It has been 606 days since my last blog entry.
That is...
606 days
87 weeks
19 months
14,544 hours
872,640 minutes
52,358,400 seconds
Life has not stopped during all that time. So many situations have materialized and experiences have been shared on the journey to today. Here I am sitting down and writing again. What led me back to writing? This time it wasn't a hardship. So many of my previous blogs were dark and the culmination of some really difficult times. It wasn't something major or life changing. A lot has in fact happened in those 606 days since my last entry, but it was not any one of those things that brought me back to the desire to share my thoughts in writing.
I read a book. A simple book that with each paragraph got me thinking deeply about my own mortality and the life I have lived. A 200 page book led me to think about my own journey and the people I have met along the way, and even the people I never got a chance to meet. I began to think about the people that I may have had a connection with that I never even knew existed. This one simple book, a quick read, got in my head so much so that I am here today writing to you from the deepest part of my heart.
What do we experience when we die? This book. My God, this one simple book. The exploration of these concepts so simply expressed in one person's story, has so many answers, none of which may be truth. We will only know the answers to these questions when we are no longer living and able to talk about it. That seems unfair and at the same time perfect. We get to experience the end of days on our own and get to keep our truth to ourselves until the next person dies and joins us. Perhaps once we are in heave we can talk with our other deceased companions and share what really happens after our life in the physical world ceases.
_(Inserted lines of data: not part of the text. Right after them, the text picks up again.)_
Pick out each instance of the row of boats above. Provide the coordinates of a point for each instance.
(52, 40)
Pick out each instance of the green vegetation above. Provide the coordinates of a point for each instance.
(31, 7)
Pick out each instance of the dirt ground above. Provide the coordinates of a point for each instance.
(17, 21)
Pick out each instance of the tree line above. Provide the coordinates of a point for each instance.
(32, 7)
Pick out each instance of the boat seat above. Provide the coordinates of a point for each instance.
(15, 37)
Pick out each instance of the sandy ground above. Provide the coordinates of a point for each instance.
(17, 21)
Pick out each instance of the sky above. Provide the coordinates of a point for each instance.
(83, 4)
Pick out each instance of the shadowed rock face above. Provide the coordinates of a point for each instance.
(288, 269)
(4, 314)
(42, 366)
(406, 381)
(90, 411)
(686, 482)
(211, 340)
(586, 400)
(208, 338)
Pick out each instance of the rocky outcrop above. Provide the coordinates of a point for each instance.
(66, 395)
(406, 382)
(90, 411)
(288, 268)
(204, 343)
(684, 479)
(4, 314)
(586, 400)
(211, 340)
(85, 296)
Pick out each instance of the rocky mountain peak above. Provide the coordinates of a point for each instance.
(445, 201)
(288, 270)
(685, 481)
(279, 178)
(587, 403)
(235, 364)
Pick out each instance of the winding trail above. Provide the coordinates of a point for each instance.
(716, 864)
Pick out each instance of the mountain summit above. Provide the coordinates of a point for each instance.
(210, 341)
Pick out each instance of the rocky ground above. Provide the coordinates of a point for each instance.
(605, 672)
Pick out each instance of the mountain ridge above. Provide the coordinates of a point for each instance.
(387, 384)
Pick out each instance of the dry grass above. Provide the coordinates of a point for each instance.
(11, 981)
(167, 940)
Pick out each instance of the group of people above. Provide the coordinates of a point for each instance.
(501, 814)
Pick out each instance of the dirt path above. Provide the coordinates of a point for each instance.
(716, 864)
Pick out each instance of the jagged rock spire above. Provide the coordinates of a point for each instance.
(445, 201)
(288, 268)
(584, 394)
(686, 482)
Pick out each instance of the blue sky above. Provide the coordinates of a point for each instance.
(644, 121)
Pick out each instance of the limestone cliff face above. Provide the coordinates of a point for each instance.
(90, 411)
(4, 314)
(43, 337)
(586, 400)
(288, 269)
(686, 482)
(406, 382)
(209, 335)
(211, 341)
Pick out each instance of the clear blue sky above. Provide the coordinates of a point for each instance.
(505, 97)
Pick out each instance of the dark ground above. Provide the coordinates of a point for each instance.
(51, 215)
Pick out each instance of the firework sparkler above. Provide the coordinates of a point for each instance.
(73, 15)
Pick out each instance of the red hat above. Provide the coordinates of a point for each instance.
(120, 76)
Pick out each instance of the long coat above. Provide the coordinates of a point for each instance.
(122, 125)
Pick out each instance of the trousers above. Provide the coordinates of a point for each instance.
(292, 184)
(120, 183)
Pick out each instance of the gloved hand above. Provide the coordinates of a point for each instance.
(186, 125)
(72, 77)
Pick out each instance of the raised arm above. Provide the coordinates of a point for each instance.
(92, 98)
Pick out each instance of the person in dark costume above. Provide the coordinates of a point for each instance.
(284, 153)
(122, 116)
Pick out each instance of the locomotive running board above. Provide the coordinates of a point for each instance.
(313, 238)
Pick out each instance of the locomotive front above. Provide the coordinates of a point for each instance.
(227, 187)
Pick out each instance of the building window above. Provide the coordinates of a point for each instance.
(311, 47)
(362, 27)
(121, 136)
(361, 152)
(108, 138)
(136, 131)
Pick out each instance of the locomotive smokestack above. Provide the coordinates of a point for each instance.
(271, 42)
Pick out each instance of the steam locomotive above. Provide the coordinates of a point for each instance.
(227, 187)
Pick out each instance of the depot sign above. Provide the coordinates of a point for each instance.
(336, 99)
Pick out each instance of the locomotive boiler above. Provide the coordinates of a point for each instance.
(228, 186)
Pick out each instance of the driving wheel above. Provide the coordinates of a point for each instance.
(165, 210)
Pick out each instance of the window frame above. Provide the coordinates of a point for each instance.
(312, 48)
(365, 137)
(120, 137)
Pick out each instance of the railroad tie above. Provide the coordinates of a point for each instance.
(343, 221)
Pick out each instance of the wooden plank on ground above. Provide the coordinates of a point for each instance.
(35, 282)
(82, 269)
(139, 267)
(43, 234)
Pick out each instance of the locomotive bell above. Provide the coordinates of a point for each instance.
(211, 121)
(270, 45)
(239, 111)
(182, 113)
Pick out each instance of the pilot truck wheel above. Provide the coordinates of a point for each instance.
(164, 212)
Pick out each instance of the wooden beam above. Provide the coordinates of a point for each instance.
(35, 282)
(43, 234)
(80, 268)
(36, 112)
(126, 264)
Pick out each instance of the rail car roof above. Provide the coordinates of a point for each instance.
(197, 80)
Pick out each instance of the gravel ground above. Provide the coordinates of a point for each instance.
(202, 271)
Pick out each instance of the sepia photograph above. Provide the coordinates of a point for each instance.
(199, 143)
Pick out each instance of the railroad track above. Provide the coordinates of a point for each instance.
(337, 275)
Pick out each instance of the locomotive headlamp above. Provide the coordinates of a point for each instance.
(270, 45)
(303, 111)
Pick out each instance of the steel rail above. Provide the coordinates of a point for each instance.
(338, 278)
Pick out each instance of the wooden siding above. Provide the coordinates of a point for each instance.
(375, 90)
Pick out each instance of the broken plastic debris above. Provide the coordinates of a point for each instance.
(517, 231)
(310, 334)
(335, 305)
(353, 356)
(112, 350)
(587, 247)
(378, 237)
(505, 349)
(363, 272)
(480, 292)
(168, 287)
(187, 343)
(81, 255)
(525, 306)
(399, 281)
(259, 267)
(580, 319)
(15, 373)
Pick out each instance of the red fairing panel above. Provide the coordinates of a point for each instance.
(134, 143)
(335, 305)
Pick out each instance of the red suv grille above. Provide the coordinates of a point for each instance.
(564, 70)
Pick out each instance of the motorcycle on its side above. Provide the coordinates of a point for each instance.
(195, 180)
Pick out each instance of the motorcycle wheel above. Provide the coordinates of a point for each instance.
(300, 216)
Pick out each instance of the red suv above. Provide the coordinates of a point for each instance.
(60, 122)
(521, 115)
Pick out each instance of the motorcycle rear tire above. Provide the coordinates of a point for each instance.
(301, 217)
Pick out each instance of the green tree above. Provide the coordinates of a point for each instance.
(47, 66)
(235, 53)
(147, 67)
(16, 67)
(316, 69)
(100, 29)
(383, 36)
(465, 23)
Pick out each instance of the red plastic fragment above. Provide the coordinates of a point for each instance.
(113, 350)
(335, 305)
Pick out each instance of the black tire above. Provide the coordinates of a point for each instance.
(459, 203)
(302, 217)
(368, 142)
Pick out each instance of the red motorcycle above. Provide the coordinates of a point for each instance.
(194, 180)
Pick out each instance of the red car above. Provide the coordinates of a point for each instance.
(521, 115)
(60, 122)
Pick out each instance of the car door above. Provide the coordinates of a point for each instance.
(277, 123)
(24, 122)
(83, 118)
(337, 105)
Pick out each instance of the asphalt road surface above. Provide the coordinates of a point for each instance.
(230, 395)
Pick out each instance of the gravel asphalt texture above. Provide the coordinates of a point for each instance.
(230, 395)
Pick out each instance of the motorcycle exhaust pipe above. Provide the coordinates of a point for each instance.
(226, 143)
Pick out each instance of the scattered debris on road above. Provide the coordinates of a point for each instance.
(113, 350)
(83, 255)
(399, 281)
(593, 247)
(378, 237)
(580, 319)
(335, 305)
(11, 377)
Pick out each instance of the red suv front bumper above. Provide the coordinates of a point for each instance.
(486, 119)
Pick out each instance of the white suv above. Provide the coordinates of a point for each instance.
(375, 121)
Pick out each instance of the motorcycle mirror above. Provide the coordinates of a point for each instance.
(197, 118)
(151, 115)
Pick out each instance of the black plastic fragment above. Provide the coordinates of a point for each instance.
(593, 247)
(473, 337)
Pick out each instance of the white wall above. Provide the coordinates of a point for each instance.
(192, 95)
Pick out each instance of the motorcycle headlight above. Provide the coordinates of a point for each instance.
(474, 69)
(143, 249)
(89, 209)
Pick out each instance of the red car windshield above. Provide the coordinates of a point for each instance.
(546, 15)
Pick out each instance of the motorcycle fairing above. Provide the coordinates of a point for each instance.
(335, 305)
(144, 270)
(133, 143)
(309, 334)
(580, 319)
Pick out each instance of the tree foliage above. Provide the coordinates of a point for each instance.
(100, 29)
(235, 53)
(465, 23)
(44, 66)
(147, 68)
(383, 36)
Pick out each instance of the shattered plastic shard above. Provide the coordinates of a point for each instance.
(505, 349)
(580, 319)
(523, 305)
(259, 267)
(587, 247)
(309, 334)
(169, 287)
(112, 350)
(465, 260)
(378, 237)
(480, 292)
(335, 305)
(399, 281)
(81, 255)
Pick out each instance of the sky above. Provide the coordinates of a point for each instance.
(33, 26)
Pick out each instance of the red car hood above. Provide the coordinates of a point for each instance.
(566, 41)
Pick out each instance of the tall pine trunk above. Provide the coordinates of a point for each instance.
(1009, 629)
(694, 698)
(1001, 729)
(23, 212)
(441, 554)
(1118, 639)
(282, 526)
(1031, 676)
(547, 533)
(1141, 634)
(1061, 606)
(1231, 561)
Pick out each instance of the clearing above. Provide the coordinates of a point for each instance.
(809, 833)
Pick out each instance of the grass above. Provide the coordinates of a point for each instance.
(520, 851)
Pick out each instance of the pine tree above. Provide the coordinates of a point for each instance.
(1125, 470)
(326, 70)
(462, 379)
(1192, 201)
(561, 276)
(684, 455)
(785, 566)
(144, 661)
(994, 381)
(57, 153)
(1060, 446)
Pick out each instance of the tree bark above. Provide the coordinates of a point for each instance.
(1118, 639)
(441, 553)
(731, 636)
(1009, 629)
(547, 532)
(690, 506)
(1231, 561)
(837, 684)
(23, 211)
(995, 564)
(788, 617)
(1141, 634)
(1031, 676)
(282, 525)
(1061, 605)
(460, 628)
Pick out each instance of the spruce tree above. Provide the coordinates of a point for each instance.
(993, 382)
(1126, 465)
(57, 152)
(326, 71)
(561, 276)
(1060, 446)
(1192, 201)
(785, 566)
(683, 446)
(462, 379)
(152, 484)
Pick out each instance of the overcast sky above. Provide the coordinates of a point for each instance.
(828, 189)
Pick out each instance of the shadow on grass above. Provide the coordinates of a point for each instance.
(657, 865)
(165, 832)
Many times my best writing has been during the darkest, most painful points in my life. When my father died, when my biological mother turned out to be hurtful and someone I couldn't trust, and when I went through a divorce. My life has had some major potholes that have swallowed me whole, beat me up, left me bruised, and I used writing to cope. Those times seemed endless and so lonely, and I wish this book was recommended to me sooner.
Lesson One: We are never alone. We are never without purpose. We are always impacting someone else's life, even when we cannot see it or are aware of what we are doing. Every decision I make has an impact on someone else. Good or bad, every action affects someone else. And if you are feeling alone, remember that "Strangers are just family you have yet to come to know...The end of loneliness is when someone needs you, and the world is so full of need."
Lesson Two: Mistakes. The book also made me think about choices and mistakes. I used to beat myself up for not finishing college until I was an adult. I would silently think of myself as a loser; a person who was so smart but made such stupid choices. Mistakes. But perhaps it was not a mistake. If I had not left school when I did I would not have worked and had one more year with my dad. I had no way of knowing he would get diagnosed with terminal brain cancer and die three months later. If I had not worked I would not have met my ex-husband and if I had not met my ex-husband I would not have moved to Santa Monica. And if I had not moved to Santa Monica I would not have worked at the cemetery. You see where I am going with this? Working at the cemetery led me to the cemetery conference where I met Andy, which led me to moving to Baltimore, getting married and to the beautiful baby girl we have today. Every choice, even the ones that seem like mistakes, are right. They may be right for the day or the period of time in your life at that exact moment, or they may be right for the future and you just don't know it yet.
This book touched a part of me, deep in my heart and my mind, that I haven't accessed in a long time. It got me thinking about mortality and afterlife and heaven, which has led me back to thinking about my family. My friends. My husband. My kid. My coworkers. My Rabbi. My mom. I am thinking about the people left to meet in my future and all the possibilities that are waiting for me.
Thank you for the book that has opened me up to things I haven't thought about in so long. I feel a sense of clarity and calm that I have been missing for a while. You are right, I am a spiritual person, and this is exactly what I needed to get reacquainted with that side of myself.